Coarse-Grain Reconfigurable Arrays (CGRAs) represent emerging low-power architectures designed to accelerate Compute-Intensive Loops (CILs). The effectiveness of CGRAs in providing acceleration relies on the quality of mapping: how efficiently the CIL is compiled onto the platform. State of the Art (SoA) compilation techniques utilize modulo scheduling to minimize the Iteration Interval (II) and use graph algorithms like Max-Clique Enumeration to address mapping challenges. Our work approaches the mapping problem through a satisfiability (SAT) formulation. We introduce the Kernel Mobility Schedule (KMS), an ad-hoc schedule used with the Data Flow Graph and CGRA architectural information to generate Boolean statements that, when satisfied, yield a valid mapping. Experimental results demonstrate SAT-MapIt outperforming SoA alternatives in almost 50\% of explored benchmarks. Additionally, we evaluated the mapping results in a synthesizable CGRA design and emphasized the run-time metrics trends, i.e. energy efficiency and latency, across different CILs and CGRA sizes. We show that a hardware-agnostic analysis performed on compiler-level metrics can optimally prune the architectural design space, while still retaining Pareto-optimal configurations. Moreover, by exploring how implementation details impact cost and performance on real hardware, we highlight the importance of holistic software-to-hardware mapping flows, as the one presented herein.

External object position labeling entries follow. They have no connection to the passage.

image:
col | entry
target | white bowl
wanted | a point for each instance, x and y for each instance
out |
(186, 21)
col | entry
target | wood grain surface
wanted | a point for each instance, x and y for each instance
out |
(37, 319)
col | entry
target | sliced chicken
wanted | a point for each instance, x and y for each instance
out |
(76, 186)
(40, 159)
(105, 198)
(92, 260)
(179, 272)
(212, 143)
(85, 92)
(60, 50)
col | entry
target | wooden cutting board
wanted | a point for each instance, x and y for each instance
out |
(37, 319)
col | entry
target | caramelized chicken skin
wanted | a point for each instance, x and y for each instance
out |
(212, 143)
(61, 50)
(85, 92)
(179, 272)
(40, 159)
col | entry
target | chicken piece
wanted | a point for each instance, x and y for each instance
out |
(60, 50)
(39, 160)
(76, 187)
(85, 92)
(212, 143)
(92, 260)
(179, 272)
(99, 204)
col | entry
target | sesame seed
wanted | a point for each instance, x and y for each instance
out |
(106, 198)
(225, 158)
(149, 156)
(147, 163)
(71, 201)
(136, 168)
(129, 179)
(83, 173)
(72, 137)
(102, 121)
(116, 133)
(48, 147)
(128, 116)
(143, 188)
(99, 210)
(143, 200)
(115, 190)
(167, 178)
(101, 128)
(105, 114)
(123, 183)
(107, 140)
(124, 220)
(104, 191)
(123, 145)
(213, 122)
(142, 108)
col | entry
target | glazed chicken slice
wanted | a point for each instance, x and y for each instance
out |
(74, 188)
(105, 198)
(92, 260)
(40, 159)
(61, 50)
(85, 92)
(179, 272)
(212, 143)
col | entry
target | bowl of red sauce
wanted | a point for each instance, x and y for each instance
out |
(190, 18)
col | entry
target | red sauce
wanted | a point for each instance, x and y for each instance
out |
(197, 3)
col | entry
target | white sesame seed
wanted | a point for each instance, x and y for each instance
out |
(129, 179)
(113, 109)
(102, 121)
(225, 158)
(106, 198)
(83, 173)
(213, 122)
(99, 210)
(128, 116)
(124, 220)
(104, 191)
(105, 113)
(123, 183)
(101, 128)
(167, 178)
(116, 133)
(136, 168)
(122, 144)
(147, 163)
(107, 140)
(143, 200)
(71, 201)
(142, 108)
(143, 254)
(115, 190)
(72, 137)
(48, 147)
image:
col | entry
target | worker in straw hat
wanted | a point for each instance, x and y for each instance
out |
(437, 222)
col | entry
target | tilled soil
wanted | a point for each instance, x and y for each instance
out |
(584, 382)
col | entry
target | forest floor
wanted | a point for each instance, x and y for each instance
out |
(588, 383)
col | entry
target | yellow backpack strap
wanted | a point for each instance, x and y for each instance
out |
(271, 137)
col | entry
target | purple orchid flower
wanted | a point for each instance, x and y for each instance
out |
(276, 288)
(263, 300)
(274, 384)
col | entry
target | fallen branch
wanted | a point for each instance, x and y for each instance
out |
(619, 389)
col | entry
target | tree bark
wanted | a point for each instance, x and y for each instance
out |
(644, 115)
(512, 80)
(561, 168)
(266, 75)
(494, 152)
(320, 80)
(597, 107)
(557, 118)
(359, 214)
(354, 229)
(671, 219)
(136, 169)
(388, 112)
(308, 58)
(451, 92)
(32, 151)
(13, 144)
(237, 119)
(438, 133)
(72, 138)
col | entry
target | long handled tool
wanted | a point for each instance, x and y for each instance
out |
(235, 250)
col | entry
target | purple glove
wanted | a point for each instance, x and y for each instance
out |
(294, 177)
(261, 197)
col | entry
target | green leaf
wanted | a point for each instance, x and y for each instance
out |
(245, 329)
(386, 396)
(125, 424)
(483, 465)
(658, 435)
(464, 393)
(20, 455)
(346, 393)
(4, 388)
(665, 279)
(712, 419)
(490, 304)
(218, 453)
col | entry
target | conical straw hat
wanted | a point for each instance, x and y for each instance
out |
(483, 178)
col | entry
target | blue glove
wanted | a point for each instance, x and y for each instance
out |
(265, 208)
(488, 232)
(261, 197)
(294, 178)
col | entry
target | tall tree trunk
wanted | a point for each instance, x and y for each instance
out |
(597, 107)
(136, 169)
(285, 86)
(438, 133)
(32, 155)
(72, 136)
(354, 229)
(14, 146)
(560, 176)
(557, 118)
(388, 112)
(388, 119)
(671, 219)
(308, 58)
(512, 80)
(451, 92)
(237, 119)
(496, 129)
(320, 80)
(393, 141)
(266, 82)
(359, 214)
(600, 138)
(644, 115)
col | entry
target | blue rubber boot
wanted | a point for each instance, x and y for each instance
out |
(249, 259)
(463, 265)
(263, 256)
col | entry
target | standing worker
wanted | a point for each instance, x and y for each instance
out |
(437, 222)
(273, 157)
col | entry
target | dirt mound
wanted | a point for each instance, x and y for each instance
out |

翻译：粗粒度可重构阵列（CGRA）是一种新兴的低功耗架构，旨在加速计算密集型循环（CIL）。CGRA提供加速的有效性取决于映射质量：即CIL在平台上的编译效率。现有先进（SoA）编译技术采用模调度来最小化迭代间隔（II），并利用最大团枚举等图算法解决映射挑战。本研究通过可满足性（SAT）公式化方法解决映射问题。我们提出核移动性调度（KMS），这是一种结合数据流图和CGRA架构信息生成布尔语句的专用调度方案，当这些布尔语句被满足时即可产生有效映射。实验结果表明，SAT-MapIt在近50%的测试基准中优于SoA替代方案。此外，我们在可综合CGRA设计中评估了映射结果，并强调了不同CIL和CGRA规模下的运行时指标趋势（即能效和延迟）。我们证明，通过编译器级指标进行的硬件无关分析能够最优地修剪架构设计空间，同时保留帕累托最优配置。最后，通过探索实现细节对实际硬件成本和性能的影响，我们凸显了本文提出的软硬件协同映射流程（如本文所示）的重要性。